Tínhamos alugado um celeiro nos arredores de East Hampton, que mandáramos pintar, limpar e indicar com um cartaz: "The South Fork Gallery". Recusara-me a pôr o meu nome no negócio. Não tinha certeza de que essa recusa fosse motivada pela modéstia ou pelo medo do ridículo.

Agora, Fabian estaria esperando por mim às nove da manhã, rodeado por trinta quadros de Ângelo Quinn, que leváramos quatro dias pendurando nas paredes do celeiro. Os convites para o vernissage tinham sido expedidos duas semanas antes, e Fabian prometera champanha de graça para cerca de mil dos seus melhores amigos, que estavam em Hampton passando o verão. Tínhamos também contratado dois guardas para disciplinar o trânsito.

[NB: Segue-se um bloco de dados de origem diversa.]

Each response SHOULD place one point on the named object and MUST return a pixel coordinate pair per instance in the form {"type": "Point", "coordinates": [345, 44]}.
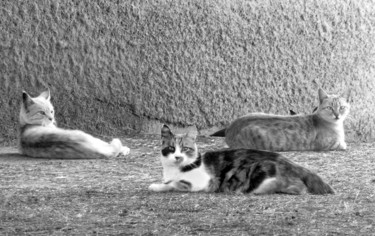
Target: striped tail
{"type": "Point", "coordinates": [315, 184]}
{"type": "Point", "coordinates": [220, 133]}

Eu estava terminando a segunda xícara de café, quando o telefone tocou no hall.

– Alô – atendi.

– Doug – disse uma voz de homem -, aqui fala Henry.

– Quem?

– Henry. Hank, seu irmão!

– Oh! – exclamei. Telefonara-lhe quando me casara, mas desde então nunca mais o vira nem falara com ele. Ele me escrevera duas vezes, dizendo-me que o negócio continuava promissor, o que subentendi como estando à beira da falência. – Que tal você está?

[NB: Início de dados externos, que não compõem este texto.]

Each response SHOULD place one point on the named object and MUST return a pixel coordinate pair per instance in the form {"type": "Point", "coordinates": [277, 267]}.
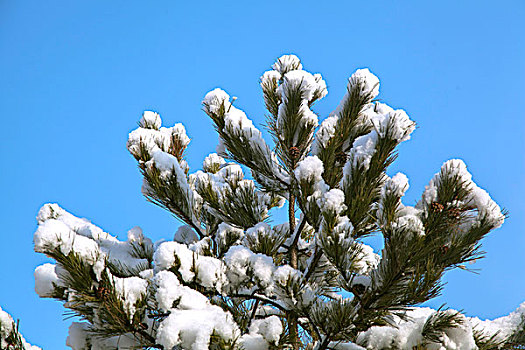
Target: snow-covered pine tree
{"type": "Point", "coordinates": [10, 337]}
{"type": "Point", "coordinates": [230, 280]}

– Muito bem – respondeu ele, apressado. – Escute, Doug, preciso vê-lo. Ainda hoje.

– Tenho um dia cheio, Hank. Será que não…?

– Não posso esperar. Estou em Nova York. Você pode estar aqui em duas horas…

Suspirei.

– Impossível, Hank!

– Está bem. Então, eu vou até aí.

– Estou mesmo com o dia cheio…

– Mas vai almoçar, não vai? – perguntou ele, acusador. – Meu Deus, será que você não pode dedicar uma hora, a cada dois anos, ao seu irmão?

– Claro que posso, Hank.

– Posso estar aí ao meio-dia. Onde nos encontramos?

Dei-lhe o nome de um restaurante em East Hampton e expliquei-lhe como chegar até lá.

– Ótimo – disse ele. Desliguei e suspirei alto. Subi para me vestir.

Evelyn estava saindo da cama e dei-lhe um beijo de bom-dia. Pela primeira vez, ela não estava mal-humorada a essa hora.

– Você cheira a sal – murmurou ela. – Hum, delicioso! – Dei-lhe uma palmada carinhosa no bumbum e disse-lhe que ia estar ocupado à hora do almoço, mas que lhe telefonaria mais tarde, para lhe dizer como iam as coisas.

No carro, a caminho de East Hampton, resolvi que poderia dar a Hank dez mil dólares. No máximo, dez mil. Gostaria que ele tivesse escolhido outro dia para me telefonar.

Fabian andava de um lado para outro da galeria, endireitando os quadros, embora todos eles me parecessem perfeitamente direitos. A estudante que tínhamos contratado para nos ajudar durante o verão estava tirando as taças de champanha dos caixotes e arrumando-as na grande mesa que instaláramos num canto do celeiro. O champanha seria entregue à tarde, pela firma encarregada de banquetes que Fabian contratara. Os dois quadros do nosso living estavam também pendurados, com os "vendidos" que Fabian colocara.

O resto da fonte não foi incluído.